The gardening column in the paper said to pick all green tomatoes and bring them inside to ripen when the nights got down below 45 degrees. I read this after three nights of 40 degree lows, so I figured it was already too late. I have draped a sheet over our fecund but late heirloom plants, dripping with green fruits, hoping to protect them through the nights and yet allow ripening on the vine during the last of our warm, sunny days.
This morning, for no particular reason, I find I have picked a number of slightly reddened tomatoes (and very reddened, in the case of the romas). Another haul.
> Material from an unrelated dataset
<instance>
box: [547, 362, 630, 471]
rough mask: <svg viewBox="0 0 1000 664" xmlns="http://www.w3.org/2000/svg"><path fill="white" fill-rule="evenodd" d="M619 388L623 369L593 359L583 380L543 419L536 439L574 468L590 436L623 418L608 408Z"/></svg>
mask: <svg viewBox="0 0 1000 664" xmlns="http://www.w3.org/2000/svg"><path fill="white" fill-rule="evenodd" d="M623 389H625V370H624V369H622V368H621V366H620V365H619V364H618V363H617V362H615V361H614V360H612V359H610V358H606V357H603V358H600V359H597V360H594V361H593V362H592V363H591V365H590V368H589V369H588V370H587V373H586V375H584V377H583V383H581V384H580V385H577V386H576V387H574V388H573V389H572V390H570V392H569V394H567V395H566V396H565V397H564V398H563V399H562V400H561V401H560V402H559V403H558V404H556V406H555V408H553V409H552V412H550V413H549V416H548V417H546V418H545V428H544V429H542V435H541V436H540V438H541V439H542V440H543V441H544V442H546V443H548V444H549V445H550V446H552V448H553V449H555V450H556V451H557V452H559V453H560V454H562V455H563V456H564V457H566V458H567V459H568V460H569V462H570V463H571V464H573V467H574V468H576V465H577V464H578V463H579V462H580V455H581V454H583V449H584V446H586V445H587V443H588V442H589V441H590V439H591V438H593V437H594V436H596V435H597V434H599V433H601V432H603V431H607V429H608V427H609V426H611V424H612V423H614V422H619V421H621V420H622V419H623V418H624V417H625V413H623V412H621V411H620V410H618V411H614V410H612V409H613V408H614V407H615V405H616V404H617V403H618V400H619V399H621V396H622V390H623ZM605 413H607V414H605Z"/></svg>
Roughly, in the photo, are Brandywines on the east and west, Romas in the north, and Robesons in the south. (In the middle, for color comparison, is a perfectly ripe Brandywine which I picked a few days ago, just barely before time.) There are at least twice this many of all of them left on the vines, greener, not to mention a bushel of Bloody Butchers, and a peck of cherry tomatoes.
We have discovered that the Robesons need to be picked before they turn completely red -- by which point they are mushy and have lost a delicate layering of flavor. Sad, because I allowed as many as two dozen to overripen, and now that I've tasted them at peak, I realize how much was wasted. Fortunately, these are only a couple of days (assuming 70+ degree days with sun) from perfection. I hope the kitchen counter provides a near substitute for August heat.
4 comments:
What about the comparisons between the planters with regard to tomatoes?
I'm not sure what you mean -- but if you mean, comparing how the tomatoes in the planter under the fence on the north side of the house grew, to those in the pot, and the other in-ground planter on the west (front) of the house... I *completely* forgot about those, and haven't harvested any for days (weeks?). That's partly because the Celebrity in front has had several green tomatoes on it that have not ripened in weeks, so I forget about it.
Last spring you planted at least one tomato in one of those upside-down planters that you had either purchased, or made from scratch. I was wondering about those in particular.
Oh, the Topsy-Turvey! I'll blog about that tomorrow (not that there's much to say, actually). But thanks for the reminder.